What you want is not possible, because the Java compiler needs to know the types as well as the names of variables and methods at bytecode generation time. Because Java bytecode is typed and some Java-source-level conversions are not known to the JVM (e.g., unboxing conversion is purely a Java compiler convention), the compiler cannot get away with emitting bytecode that says "load field f
" or "call method foo
"; the compiler must say "load field f
of type double
" or "call method f
of type int(double, Object)
".
Consider reading an unknown field of an object and assigning it to a double
local variable:
double d = o.f;
If the type of f
is double
, the compiler will simply use a getfield
followed by a dstore
into the local variable slot for d
. If f
is of type int
, the compiler will emit an i2d
instruction between the getfield
and dstore
to convert the int
to a double
. If f
is of type Double
, the compiler will emit a call to doubleValue()

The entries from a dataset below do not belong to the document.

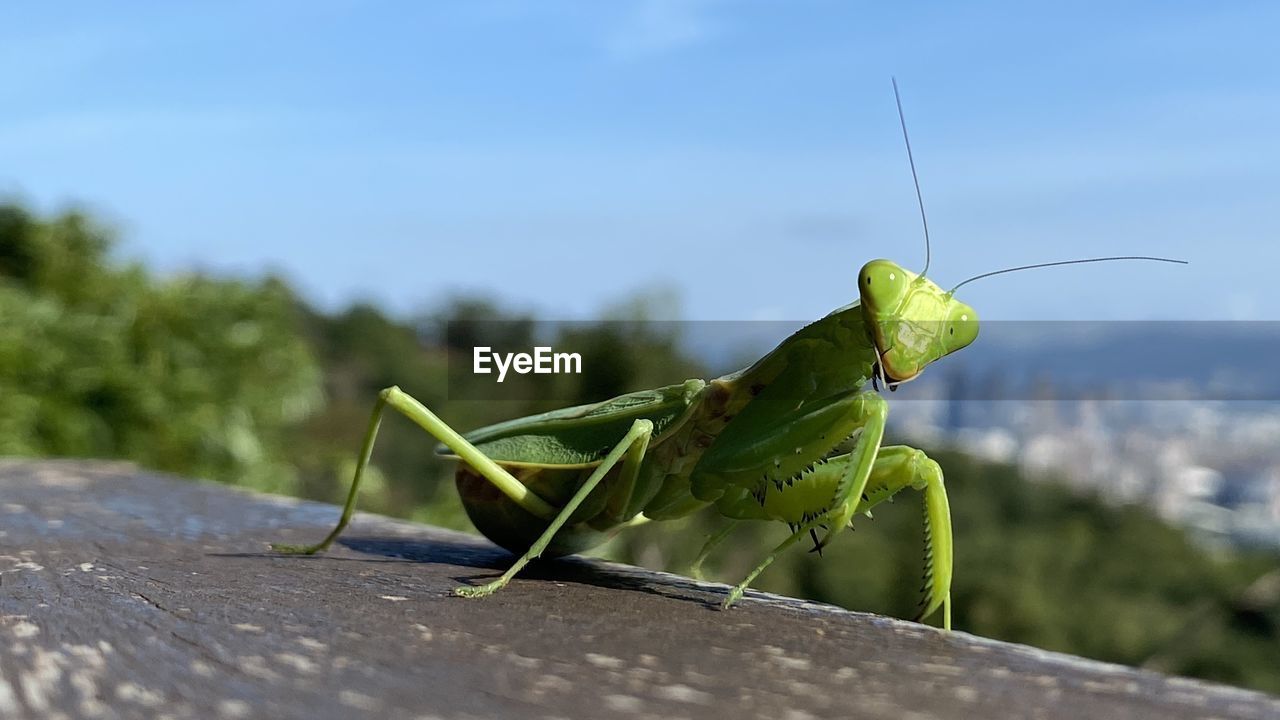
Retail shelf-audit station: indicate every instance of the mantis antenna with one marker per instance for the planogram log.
(915, 178)
(1066, 263)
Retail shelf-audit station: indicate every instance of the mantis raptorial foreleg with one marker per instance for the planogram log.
(897, 468)
(416, 411)
(853, 483)
(632, 446)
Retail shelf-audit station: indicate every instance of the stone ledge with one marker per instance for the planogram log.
(127, 593)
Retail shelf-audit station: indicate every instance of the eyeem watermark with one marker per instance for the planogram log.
(543, 361)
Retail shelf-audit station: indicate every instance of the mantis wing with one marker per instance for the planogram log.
(584, 434)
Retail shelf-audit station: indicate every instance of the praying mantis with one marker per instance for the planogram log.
(754, 445)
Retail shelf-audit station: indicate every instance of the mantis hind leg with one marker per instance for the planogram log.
(414, 410)
(630, 450)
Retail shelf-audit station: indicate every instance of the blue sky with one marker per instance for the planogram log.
(743, 155)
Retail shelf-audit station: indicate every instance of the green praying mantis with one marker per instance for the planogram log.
(754, 445)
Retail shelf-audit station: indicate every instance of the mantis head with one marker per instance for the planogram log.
(910, 320)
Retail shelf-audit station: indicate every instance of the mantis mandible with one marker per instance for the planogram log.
(754, 445)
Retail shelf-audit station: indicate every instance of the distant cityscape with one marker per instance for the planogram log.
(1150, 413)
(1212, 466)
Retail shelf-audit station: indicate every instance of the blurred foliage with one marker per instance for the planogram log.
(243, 382)
(191, 374)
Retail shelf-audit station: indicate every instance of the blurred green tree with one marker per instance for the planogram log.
(196, 376)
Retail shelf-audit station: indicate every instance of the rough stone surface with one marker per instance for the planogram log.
(126, 593)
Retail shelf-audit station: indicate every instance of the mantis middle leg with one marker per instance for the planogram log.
(632, 446)
(429, 422)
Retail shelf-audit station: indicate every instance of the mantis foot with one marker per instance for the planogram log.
(734, 596)
(296, 548)
(480, 591)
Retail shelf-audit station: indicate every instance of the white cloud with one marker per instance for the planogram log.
(653, 27)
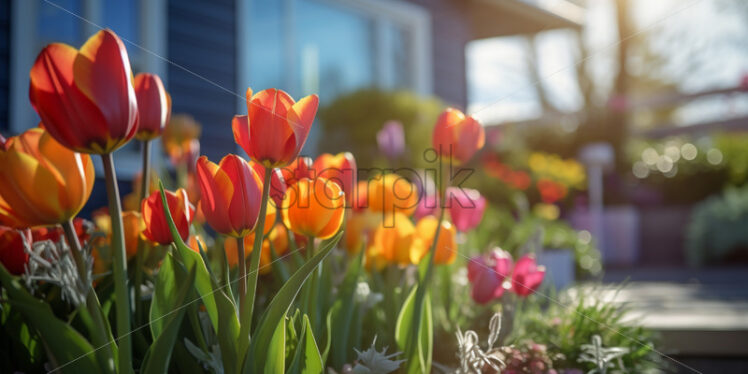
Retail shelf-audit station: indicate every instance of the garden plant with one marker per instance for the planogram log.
(273, 262)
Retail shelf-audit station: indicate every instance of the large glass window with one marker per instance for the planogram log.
(328, 47)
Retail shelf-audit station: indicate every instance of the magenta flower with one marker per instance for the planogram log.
(466, 207)
(391, 139)
(527, 276)
(487, 275)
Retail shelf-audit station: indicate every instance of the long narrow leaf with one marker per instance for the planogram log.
(278, 308)
(159, 355)
(307, 359)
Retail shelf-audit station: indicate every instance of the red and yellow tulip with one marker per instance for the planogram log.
(458, 136)
(276, 127)
(314, 207)
(390, 193)
(446, 246)
(394, 242)
(231, 194)
(278, 237)
(339, 168)
(154, 106)
(85, 97)
(43, 183)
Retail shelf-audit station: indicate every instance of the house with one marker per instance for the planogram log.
(209, 51)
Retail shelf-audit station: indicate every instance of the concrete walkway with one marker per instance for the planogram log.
(698, 313)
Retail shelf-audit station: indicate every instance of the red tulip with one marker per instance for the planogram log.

to unbox the loaded value before storing it. If f
is of type Object
, the assignment is illegal in Java without a cast (which would be a checkcast
instruction if it were legal). If the class of x
doesn't have a field named x
, there's no possible translation for this assignment.
Similar considerations apply when calling a method with unknown signature, which may require conversions for each of its arguments and/or creating an array for a varargs call. Further, at the JVM level, overloading on return type is allowed, so even if there's only one list of argument types, the return type must also be specified.
The best you can do is provide dummy declarations of the unknown classes so the compiler knows what to do, as suggested by paulsm4's answer.